In the first part of this review, we looked at the hardware, and
continued with the BIOS and Vista boot in the second part. We open the third part with a picture of how Vista welcomes you once that you have this rig:
We cannot wait for Microsoft to finally release a Windows 7 Releace Candidate. While Vista is working like a charm on this setup [Nova, should we state only on this setup - Ed.], it is no secret that W7 and its built-in file system optimizations for SSDs would make this setup fly.
In the meantime, pictures like this are the reason why you should leave the Welcome screen on. No matter what your day is, just looking at this overview makes me smile. An ideal graphics card for this system would be a nVidia Quadro FX 5800 or the upcoming Fire Pro 9000 series dual-GPU card.
Loading Windows with 8 physical cores yields a little bit different memory occupancy - 80 MB extra is cached
If issues arise, disable Hyper-Threading and decrease task manager to 8 cores, instead of 16 threads.
are the first sets of benchmarks I ran, just in time for the official launch. Cutting to the chase: the first round of benchmarks, focusing mostly on
SiSoft Sandra 2009 SP3 beta, CineBench R10 and Linpack 10, used all default
system settings and SMT aka Hyper-Threading enabled. Turbo and NUMA
were always enabled in all tests. We did encounter various issues which we will address in this article, but all of the issues can be resolved by disabling Hyper-Threading technology.
Synthetic (does not) lie: 8-core Nehalem beats out 16-core AMD system
Oh my... are we seeing 138 GFLOPS Double-Precision from a two-socket system? nVidia now needs a new GPU to beat raw numbers achieved by Nehalem-EP. ATI Radeon 4870 is still safe with its 250 GFLOPS. This is ego boasting for Intel engineers par excellence.
SiSoft Sandra is useful for its
very graphical results display in multiple modes - two of which we
use here - and convenient competitive comparisons, usually up to
date, built in.
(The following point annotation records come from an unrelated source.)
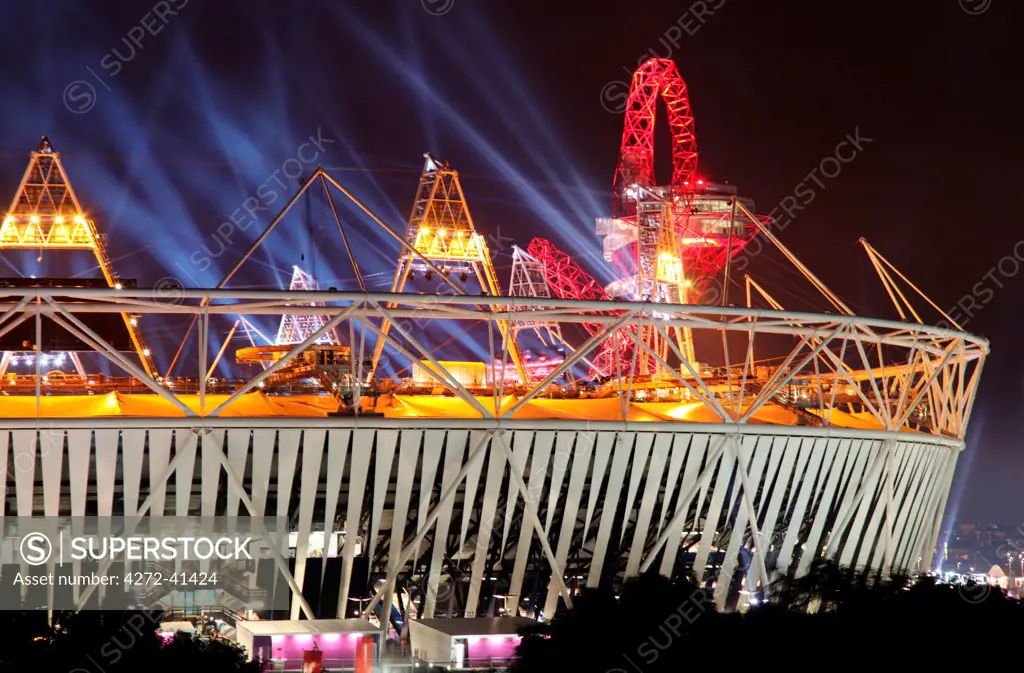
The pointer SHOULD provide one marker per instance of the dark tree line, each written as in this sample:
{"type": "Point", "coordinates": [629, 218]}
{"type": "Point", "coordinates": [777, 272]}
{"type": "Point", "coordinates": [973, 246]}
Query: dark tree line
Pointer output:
{"type": "Point", "coordinates": [110, 642]}
{"type": "Point", "coordinates": [832, 618]}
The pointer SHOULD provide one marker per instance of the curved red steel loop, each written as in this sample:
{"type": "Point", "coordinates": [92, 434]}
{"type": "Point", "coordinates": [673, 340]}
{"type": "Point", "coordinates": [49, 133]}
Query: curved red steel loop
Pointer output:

In this round, we covered Sandra CPU tests, Multimedia, Memory bandwidth,
Memory latency (random and linear latency benchmarks).
Memory Latency test - Hyper-Threading enabled and 79ns latency
Seeing 16 threads in Task Manager will yield 79ns. We ran this benchmark several times, and each time score was the same...
Memory Latency test - Hyper-Threading disabled and 78ns
Testing memory latency with HT disabled results in impressive latency of just 78ns. Bear in mind this is a combined 384-bit memory controller, just like GeForce 8800GTX architecture.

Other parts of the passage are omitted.